Золотоискатель - Жан-Мари Гюстав Леклезио 19 стр.


Она смотрит на небо.

— Пока рано. Я попробую еще, у мыса.

— Можно, я пойду с вами?

Не отвечая, она поднимается на ноги. Потом оборачивается ко мне:

— Пойдемте.

И идет, не дожидаясь меня. Быстро, звериной поступью шагает она по песку, положив острогу на плечо.

Я бросаю мокрое белье на песок, не думая о том, что его может разметать ветром. Я бегу за Умой, нагоняю ее у самого моря. Она движется вдоль набегающих волн, глядя вдаль. Мокрое платье липнет на ветру к ее стройному телу. В еще сером утреннем небе пролетают мои приятели-птицы, приветствуя нас своими трескучими голосами.

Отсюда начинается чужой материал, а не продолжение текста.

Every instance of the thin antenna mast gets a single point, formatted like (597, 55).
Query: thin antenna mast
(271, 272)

— Вам нравятся морские птицы?

Она останавливается, подняв к ним руки. Ее лицо сияет в лучах восходящего солнца. Она говорит:

— Они красивые!

Мы доходим до нагромождения камней в конце пляжа, и девушка проворно, без усилия вскакивает на них — босиком прямо на острые края. Она идет к мысу, туда, где глубже. Я хочу подойти, но она знаком велит мне остановиться. Наклонившись над голубой со стальным отливом водой с острогой наготове, она вглядывается в глубину у коралловой отмели. Довольно долго она стоит так, застыв в полной неподвижности, затем вдруг бросается вперед и исчезает под водой. Я смотрю на поверхность, ищу хоть какой-то признак движения, пузырьки, тень. Когда я не знаю уже, куда и смотреть, девушка, отдуваясь, выныривает в нескольких морских саженях от меня. Она медленно плывет ко мне и выбрасывает на камни пронзенную острогой рыбину. Потом выходит из воды, лицо ее бледно от холода. Она говорит:

— Там есть еще.

Взяв у нее из рук острогу, я, не раздеваясь, ныряю в море.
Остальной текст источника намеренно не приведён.